Uma empresa, a Civil Maps, desenvolveu o que pode ser uma solução mais realista para o problema do mapeamento. O software em seus veículos de mapeamento analisa o ambiente de direção dentro do carro, extraindo os detalhes relevantes por meio de aprendizado de máquina e gerando o que a empresa chama de “Mapa de Base de Impressão Digital” (FBM) que pode reduzir, por exemplo, aquele mapa de 400 TB de São Francisco a 400 MB, mais ou menos o tamanho de uma música MP3, o que faz sentido, já que usa tecnologia semelhante à Shazam usa para recuperar músicas. O sistema é, no entanto, preciso, rastreando a localização do veículo em até 10 centímetros e no que é chamado de “ seis graus de liberdade ”: A localização do carro, altitude e sua atitude em relação à estrada.

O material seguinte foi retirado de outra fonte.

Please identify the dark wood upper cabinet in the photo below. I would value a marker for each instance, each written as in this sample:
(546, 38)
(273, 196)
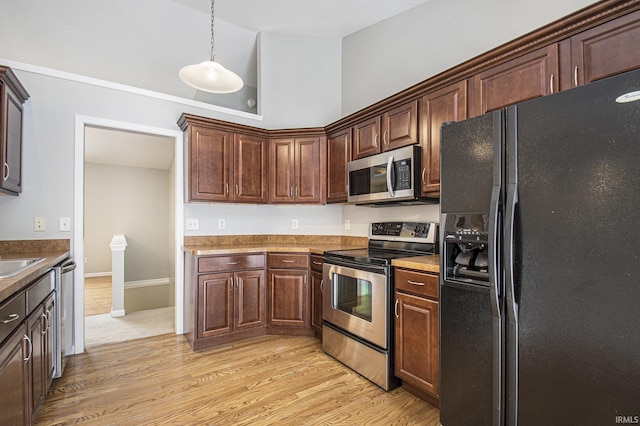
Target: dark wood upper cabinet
(441, 106)
(393, 129)
(366, 135)
(295, 170)
(527, 77)
(12, 96)
(338, 155)
(606, 50)
(226, 166)
(249, 169)
(210, 159)
(400, 126)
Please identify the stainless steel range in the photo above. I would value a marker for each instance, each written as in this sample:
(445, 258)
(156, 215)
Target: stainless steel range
(357, 297)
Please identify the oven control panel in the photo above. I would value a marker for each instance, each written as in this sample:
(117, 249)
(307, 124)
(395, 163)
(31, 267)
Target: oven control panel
(404, 231)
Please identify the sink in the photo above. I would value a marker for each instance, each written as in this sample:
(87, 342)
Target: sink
(11, 267)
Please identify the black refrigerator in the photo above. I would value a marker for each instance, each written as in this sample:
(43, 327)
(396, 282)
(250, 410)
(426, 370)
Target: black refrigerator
(540, 261)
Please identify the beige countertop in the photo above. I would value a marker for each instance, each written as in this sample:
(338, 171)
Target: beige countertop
(419, 263)
(11, 285)
(313, 244)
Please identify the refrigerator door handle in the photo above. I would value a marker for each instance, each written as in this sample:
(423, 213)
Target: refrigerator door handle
(493, 251)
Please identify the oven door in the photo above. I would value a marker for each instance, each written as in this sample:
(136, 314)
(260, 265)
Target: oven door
(357, 301)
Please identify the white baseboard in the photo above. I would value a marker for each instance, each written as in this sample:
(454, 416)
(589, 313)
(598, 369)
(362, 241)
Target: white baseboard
(97, 274)
(147, 283)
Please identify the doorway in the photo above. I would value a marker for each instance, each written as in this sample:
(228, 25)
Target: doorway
(120, 166)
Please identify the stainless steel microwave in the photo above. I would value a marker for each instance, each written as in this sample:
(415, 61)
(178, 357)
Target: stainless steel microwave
(392, 177)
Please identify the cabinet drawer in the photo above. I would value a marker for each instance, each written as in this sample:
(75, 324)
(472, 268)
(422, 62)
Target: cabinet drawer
(288, 260)
(39, 291)
(230, 263)
(417, 283)
(12, 313)
(316, 263)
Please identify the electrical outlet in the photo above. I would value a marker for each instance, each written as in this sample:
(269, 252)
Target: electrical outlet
(39, 224)
(192, 225)
(65, 224)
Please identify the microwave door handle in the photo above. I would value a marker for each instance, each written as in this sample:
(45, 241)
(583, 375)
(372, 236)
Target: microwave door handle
(390, 182)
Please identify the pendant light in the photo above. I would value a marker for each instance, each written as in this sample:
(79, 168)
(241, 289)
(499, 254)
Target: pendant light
(210, 76)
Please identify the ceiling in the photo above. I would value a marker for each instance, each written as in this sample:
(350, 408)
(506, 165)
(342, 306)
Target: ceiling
(124, 148)
(328, 18)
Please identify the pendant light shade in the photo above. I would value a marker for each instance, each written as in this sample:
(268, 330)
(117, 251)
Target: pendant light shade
(210, 76)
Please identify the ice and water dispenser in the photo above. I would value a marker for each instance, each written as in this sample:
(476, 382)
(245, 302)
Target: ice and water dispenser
(466, 248)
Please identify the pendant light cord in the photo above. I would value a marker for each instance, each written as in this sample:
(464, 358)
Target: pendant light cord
(213, 53)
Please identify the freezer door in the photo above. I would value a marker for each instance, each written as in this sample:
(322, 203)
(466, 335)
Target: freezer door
(571, 249)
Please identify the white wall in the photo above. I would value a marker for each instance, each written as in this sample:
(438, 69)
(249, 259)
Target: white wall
(299, 82)
(404, 50)
(133, 201)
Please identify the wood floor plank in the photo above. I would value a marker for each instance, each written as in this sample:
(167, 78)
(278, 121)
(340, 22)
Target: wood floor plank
(281, 380)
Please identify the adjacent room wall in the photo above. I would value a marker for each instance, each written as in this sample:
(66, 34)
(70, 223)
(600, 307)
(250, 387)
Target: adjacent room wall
(133, 201)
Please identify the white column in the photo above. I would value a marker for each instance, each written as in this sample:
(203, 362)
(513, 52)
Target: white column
(118, 246)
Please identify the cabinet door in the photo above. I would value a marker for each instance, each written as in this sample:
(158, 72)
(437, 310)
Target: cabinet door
(366, 138)
(215, 304)
(250, 300)
(250, 169)
(316, 301)
(210, 161)
(338, 155)
(400, 126)
(307, 183)
(606, 50)
(288, 298)
(447, 104)
(11, 140)
(36, 329)
(416, 359)
(281, 170)
(527, 77)
(14, 380)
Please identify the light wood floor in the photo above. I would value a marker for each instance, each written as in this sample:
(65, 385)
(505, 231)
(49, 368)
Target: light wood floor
(97, 296)
(281, 380)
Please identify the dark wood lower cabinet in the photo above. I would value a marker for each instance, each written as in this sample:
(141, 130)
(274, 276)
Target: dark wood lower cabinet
(14, 379)
(417, 334)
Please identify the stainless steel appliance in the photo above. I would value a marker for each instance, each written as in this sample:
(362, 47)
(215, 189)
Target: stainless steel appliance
(64, 325)
(387, 178)
(357, 295)
(539, 315)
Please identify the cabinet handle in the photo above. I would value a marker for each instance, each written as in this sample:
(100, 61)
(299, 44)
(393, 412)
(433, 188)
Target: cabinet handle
(28, 357)
(46, 323)
(10, 318)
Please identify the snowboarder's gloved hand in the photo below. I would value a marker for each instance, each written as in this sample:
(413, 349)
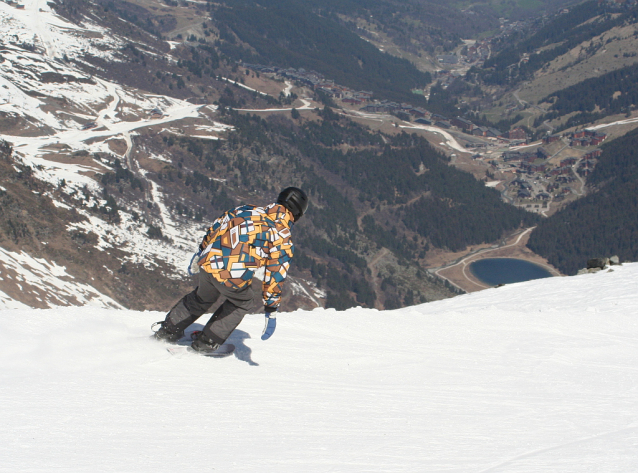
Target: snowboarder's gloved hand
(193, 267)
(271, 324)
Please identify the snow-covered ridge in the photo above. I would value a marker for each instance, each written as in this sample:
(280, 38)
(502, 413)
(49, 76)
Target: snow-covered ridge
(64, 111)
(530, 377)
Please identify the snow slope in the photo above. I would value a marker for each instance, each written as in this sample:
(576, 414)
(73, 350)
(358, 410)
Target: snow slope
(531, 377)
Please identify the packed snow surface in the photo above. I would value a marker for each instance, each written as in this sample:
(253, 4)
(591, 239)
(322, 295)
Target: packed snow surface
(531, 377)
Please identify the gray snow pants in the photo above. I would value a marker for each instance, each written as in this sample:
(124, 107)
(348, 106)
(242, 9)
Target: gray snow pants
(225, 319)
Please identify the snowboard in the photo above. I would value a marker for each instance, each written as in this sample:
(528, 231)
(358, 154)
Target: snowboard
(222, 352)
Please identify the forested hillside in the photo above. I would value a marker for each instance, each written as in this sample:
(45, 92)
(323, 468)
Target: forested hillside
(287, 34)
(602, 224)
(613, 93)
(562, 33)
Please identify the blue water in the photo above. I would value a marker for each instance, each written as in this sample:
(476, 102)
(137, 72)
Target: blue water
(494, 271)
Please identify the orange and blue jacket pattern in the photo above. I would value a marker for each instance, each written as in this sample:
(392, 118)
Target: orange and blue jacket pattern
(246, 238)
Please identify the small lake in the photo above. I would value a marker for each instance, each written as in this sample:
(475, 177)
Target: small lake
(494, 271)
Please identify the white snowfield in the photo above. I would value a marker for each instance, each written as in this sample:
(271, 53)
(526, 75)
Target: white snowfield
(532, 377)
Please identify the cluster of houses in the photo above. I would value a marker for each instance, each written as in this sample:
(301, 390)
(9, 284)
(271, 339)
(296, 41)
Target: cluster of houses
(580, 138)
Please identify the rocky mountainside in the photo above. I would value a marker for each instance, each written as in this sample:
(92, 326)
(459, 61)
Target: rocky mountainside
(119, 148)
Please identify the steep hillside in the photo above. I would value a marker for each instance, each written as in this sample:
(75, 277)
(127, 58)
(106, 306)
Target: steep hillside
(526, 378)
(602, 224)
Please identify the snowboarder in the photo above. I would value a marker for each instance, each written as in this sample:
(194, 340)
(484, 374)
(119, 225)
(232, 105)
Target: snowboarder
(234, 247)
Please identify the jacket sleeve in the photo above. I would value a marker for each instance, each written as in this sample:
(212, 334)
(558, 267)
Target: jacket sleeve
(277, 264)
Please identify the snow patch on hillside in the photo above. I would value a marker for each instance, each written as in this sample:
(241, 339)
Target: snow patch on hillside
(47, 283)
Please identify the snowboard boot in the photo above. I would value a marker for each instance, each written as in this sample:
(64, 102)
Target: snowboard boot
(164, 334)
(203, 345)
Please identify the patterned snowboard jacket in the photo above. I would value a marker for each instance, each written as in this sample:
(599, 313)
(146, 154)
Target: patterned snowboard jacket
(246, 238)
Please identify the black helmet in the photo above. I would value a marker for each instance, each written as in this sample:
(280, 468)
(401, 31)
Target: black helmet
(295, 200)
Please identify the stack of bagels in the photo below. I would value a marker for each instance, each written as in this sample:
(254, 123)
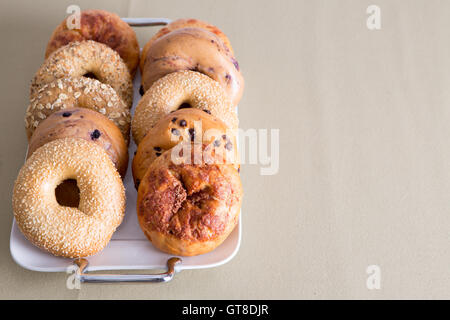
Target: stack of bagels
(69, 198)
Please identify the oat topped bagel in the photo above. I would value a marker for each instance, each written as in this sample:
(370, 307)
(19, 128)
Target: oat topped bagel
(89, 59)
(194, 49)
(101, 26)
(177, 90)
(79, 92)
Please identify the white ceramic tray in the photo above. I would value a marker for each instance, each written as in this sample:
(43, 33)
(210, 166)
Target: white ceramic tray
(128, 248)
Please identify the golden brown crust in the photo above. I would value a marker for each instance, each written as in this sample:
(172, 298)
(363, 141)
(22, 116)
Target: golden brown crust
(77, 93)
(172, 91)
(101, 26)
(85, 124)
(184, 23)
(184, 125)
(193, 49)
(77, 59)
(188, 209)
(61, 230)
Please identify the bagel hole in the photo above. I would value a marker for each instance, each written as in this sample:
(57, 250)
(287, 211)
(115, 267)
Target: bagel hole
(90, 75)
(184, 105)
(67, 193)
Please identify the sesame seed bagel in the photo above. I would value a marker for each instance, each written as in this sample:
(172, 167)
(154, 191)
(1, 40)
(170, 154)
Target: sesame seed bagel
(185, 125)
(85, 124)
(90, 58)
(101, 26)
(184, 23)
(65, 231)
(194, 49)
(79, 92)
(182, 89)
(188, 209)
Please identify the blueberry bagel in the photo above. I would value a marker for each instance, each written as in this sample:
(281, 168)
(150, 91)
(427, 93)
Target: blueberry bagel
(84, 124)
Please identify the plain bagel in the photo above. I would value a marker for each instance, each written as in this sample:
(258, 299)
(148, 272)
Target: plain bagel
(182, 89)
(184, 23)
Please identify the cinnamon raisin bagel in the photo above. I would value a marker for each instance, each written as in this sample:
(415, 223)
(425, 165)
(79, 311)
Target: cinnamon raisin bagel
(184, 23)
(182, 89)
(194, 49)
(188, 209)
(85, 124)
(184, 125)
(101, 26)
(61, 230)
(89, 59)
(79, 92)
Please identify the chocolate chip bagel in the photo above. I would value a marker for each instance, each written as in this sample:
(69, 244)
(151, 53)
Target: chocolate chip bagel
(185, 125)
(79, 92)
(85, 124)
(188, 209)
(195, 49)
(88, 59)
(100, 26)
(182, 89)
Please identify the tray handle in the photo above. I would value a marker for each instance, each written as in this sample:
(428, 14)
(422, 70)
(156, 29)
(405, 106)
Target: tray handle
(105, 278)
(144, 22)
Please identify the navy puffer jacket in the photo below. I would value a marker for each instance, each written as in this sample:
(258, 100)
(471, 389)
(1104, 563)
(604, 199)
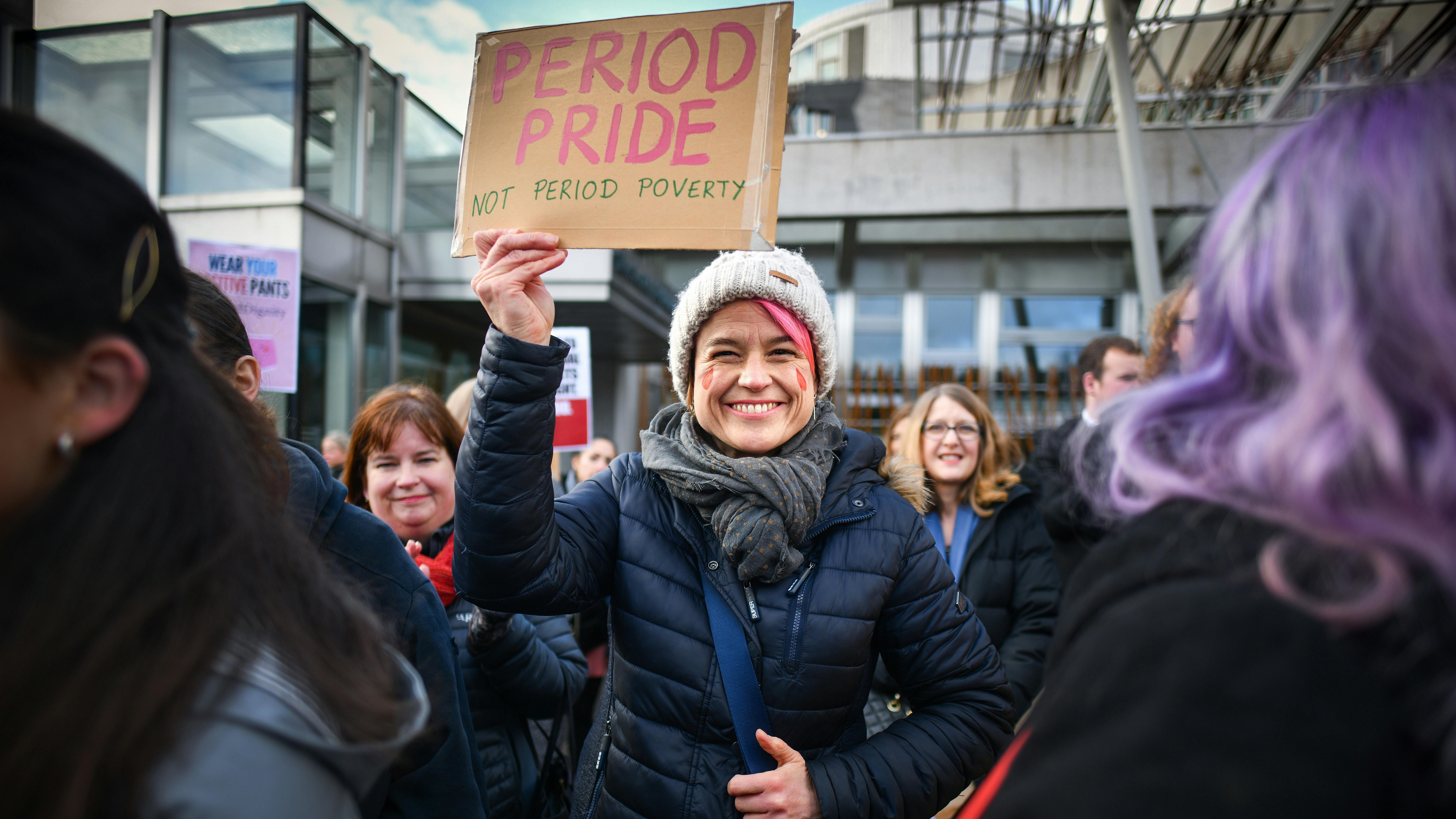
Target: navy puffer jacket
(535, 672)
(879, 589)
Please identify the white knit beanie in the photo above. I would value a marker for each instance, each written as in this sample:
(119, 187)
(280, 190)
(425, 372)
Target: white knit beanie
(777, 276)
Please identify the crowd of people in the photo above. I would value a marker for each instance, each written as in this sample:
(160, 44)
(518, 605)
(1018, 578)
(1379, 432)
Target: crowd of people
(1225, 588)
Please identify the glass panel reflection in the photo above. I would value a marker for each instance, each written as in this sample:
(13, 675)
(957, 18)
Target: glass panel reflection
(432, 161)
(334, 81)
(1059, 312)
(950, 323)
(95, 88)
(379, 141)
(1039, 358)
(877, 347)
(231, 91)
(879, 307)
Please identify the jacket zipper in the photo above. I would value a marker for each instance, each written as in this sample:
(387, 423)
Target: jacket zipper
(602, 764)
(800, 592)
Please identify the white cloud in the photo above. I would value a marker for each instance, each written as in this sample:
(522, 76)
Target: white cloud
(433, 44)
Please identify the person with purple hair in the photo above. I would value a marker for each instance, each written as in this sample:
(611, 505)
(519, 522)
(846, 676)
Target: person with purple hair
(1272, 632)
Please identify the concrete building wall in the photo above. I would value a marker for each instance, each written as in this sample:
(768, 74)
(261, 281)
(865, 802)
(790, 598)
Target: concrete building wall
(1027, 173)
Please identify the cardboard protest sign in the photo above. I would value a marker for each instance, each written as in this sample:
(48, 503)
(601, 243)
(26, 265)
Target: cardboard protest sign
(657, 132)
(574, 394)
(263, 283)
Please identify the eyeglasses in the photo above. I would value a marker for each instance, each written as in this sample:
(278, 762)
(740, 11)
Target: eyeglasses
(965, 432)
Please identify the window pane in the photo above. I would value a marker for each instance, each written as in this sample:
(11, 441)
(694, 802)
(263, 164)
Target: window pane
(801, 69)
(876, 347)
(231, 106)
(432, 161)
(879, 307)
(950, 323)
(882, 272)
(376, 347)
(95, 90)
(1029, 358)
(1059, 312)
(324, 363)
(334, 79)
(379, 135)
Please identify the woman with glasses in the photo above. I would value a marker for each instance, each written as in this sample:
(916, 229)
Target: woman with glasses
(985, 524)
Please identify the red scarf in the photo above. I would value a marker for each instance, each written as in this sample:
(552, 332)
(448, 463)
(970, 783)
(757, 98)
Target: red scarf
(442, 572)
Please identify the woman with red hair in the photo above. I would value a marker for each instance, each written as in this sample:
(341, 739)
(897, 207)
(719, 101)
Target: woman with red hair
(755, 557)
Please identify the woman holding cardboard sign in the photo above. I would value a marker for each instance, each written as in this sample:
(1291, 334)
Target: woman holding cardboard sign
(756, 560)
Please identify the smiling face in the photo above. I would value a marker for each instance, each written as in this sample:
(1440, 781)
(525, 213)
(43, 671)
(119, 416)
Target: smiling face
(411, 485)
(950, 461)
(593, 460)
(752, 385)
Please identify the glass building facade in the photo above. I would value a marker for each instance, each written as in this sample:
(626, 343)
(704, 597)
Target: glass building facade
(267, 127)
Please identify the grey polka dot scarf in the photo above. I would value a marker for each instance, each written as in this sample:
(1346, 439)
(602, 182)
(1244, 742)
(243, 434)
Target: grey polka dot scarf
(759, 508)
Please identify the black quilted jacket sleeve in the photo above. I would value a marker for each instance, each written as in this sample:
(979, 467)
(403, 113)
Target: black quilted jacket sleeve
(566, 553)
(536, 667)
(951, 675)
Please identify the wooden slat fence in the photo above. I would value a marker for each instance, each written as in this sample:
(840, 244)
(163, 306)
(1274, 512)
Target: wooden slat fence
(1021, 404)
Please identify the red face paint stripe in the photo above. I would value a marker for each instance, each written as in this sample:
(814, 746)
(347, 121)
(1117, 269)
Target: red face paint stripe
(983, 796)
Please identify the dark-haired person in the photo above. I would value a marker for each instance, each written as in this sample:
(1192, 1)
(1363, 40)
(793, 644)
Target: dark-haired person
(1273, 630)
(753, 524)
(401, 467)
(171, 646)
(1110, 368)
(437, 774)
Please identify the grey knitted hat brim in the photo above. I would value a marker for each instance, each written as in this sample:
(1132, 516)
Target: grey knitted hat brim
(750, 275)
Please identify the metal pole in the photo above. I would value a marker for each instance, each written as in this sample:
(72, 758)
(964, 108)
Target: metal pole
(1307, 60)
(1131, 154)
(156, 103)
(362, 136)
(919, 69)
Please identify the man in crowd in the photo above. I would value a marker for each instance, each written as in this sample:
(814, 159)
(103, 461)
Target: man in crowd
(1110, 366)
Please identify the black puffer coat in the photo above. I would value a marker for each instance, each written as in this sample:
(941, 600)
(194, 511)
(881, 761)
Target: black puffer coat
(880, 588)
(535, 672)
(1179, 686)
(1013, 581)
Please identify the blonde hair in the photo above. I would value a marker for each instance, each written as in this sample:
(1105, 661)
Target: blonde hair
(1163, 330)
(999, 455)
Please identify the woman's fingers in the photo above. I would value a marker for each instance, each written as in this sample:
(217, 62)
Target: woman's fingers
(509, 243)
(509, 282)
(484, 240)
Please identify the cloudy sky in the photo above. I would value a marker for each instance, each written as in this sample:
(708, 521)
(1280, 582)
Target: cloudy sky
(432, 41)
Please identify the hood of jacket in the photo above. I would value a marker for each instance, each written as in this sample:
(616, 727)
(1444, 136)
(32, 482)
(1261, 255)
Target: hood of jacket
(315, 496)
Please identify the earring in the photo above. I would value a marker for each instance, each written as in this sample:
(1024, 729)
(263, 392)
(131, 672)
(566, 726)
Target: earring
(66, 447)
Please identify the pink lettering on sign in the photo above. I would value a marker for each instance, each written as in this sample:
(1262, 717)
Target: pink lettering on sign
(529, 136)
(665, 141)
(573, 136)
(750, 52)
(686, 129)
(595, 65)
(654, 76)
(548, 65)
(504, 72)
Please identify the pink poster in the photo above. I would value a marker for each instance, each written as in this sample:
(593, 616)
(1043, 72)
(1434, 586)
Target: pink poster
(264, 286)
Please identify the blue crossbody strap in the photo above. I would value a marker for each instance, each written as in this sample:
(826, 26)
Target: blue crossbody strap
(745, 697)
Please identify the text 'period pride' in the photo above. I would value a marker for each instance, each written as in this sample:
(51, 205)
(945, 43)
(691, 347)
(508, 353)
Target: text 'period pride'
(691, 103)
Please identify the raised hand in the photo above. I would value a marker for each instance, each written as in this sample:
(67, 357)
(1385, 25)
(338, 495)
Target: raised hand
(784, 793)
(509, 282)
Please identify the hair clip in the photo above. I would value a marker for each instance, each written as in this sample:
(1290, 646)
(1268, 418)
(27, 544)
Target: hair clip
(130, 299)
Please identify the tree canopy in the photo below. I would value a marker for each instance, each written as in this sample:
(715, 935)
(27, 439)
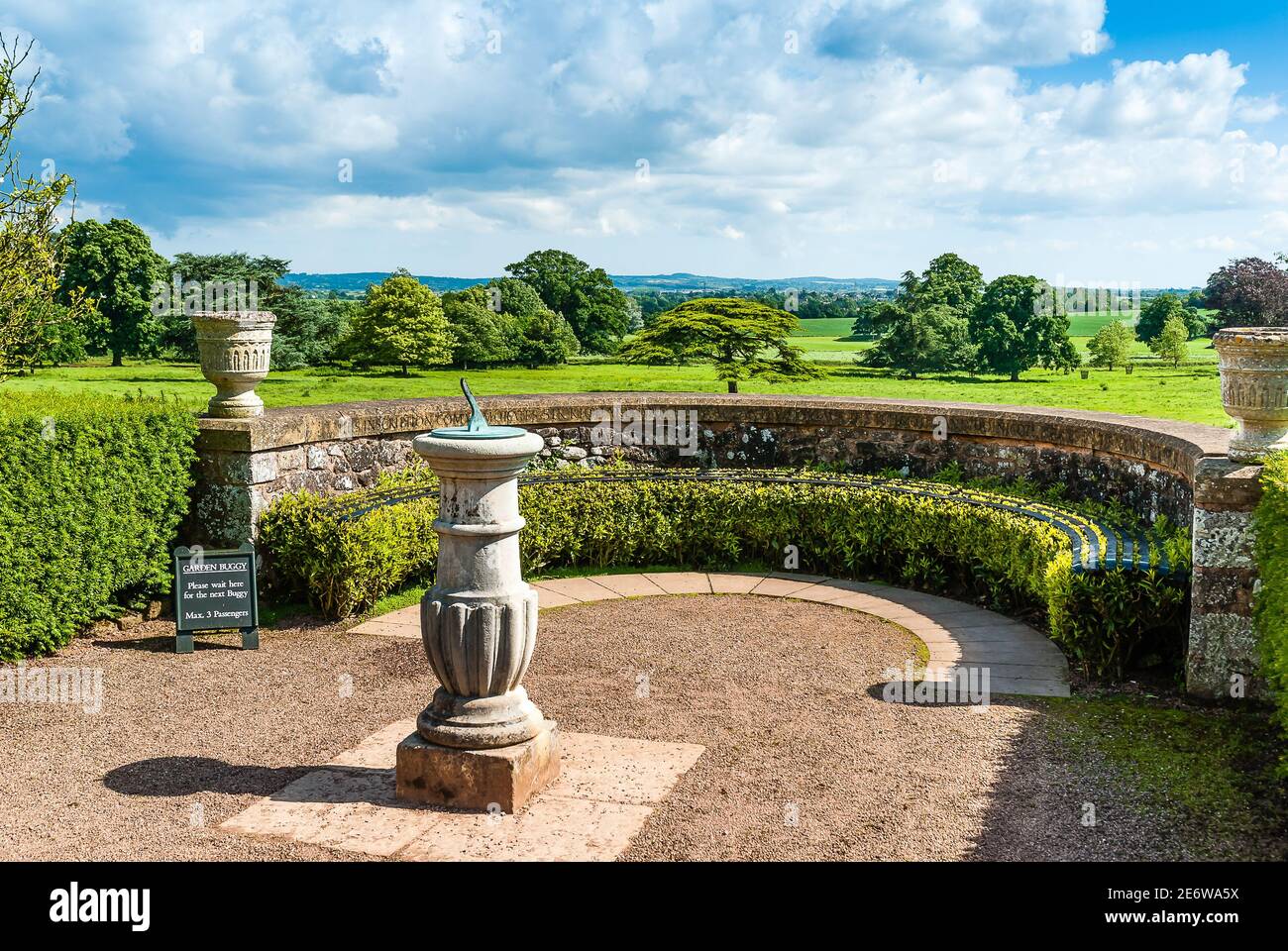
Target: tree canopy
(1249, 291)
(34, 326)
(400, 324)
(730, 333)
(116, 266)
(922, 341)
(596, 311)
(1111, 347)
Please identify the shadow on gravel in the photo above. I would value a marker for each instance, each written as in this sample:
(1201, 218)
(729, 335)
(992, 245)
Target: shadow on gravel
(162, 645)
(184, 776)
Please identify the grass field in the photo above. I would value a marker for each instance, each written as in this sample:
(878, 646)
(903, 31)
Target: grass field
(1189, 392)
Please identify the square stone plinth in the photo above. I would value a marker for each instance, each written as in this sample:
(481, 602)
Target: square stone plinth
(432, 775)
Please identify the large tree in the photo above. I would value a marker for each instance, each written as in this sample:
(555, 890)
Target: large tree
(1017, 328)
(923, 341)
(400, 324)
(1170, 343)
(546, 339)
(597, 312)
(482, 331)
(1155, 313)
(116, 266)
(1111, 347)
(948, 279)
(1249, 291)
(34, 328)
(734, 334)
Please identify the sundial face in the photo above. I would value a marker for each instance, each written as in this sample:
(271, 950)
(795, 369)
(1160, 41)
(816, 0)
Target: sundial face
(477, 427)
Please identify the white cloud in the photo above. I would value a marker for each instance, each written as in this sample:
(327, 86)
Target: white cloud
(898, 124)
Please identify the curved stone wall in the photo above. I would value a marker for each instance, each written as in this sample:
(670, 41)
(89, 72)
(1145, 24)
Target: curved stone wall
(1154, 467)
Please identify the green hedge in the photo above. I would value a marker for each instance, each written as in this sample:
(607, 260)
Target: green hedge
(343, 558)
(91, 492)
(1271, 555)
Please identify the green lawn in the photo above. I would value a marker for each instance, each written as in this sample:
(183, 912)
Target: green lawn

O tamanho pequeno do FBM significa que o mapa básico de uma área pode ser baixado conforme necessário, mesmo nas redes de celular atuais, de modo que os motoristas estão livres para ir aonde quiserem. (O Civil Maps diz que eles podem facilmente colocar mapas de um continente inteiro em um carro.) As condições atuais são enviadas para a nuvem da empresa e o crowdsourcing produz um mapa básico continuamente atualizado. A solução também é muito mais barata, com menos espaço de armazenamento necessário e permitindo o uso de um computador de bordo muito mais barato, em parte porque as impressões digitais eliminam a necessidade de analisar todo o feed de visualização da câmera, permitindo que ela reconheça e preste atenção apenas a o que importa. 

Carros autônomos que usam LiDAR, GPS, IMUs, câmeras e sensores de radar podem detectar outros veículos e pedestres se movendo em sua direção, permitindo que seu computador manobre adequadamente. Crédito da imagem: Getty Images.

Fazer-mo-nos à estrada

Controlar os mapas especiais que os carros autônomos precisam para evitar a necessidade de carregar um supercomputador dentro de cada veículo ou colidir com as coisas é um grande obstáculo com o qual a indústria está lutando agora. A IA inteligente o suficiente dentro de um carro para evitar acidentes é obviamente outra peça-chave do quebra-cabeça.

vinte perguntas para se apaixonar

Esses são os carros autônomos como estão agora. Com esses avanços rápidos sendo relatados o tempo todo, porém, nos perguntamos quais recursos as iterações futuras podem possuir.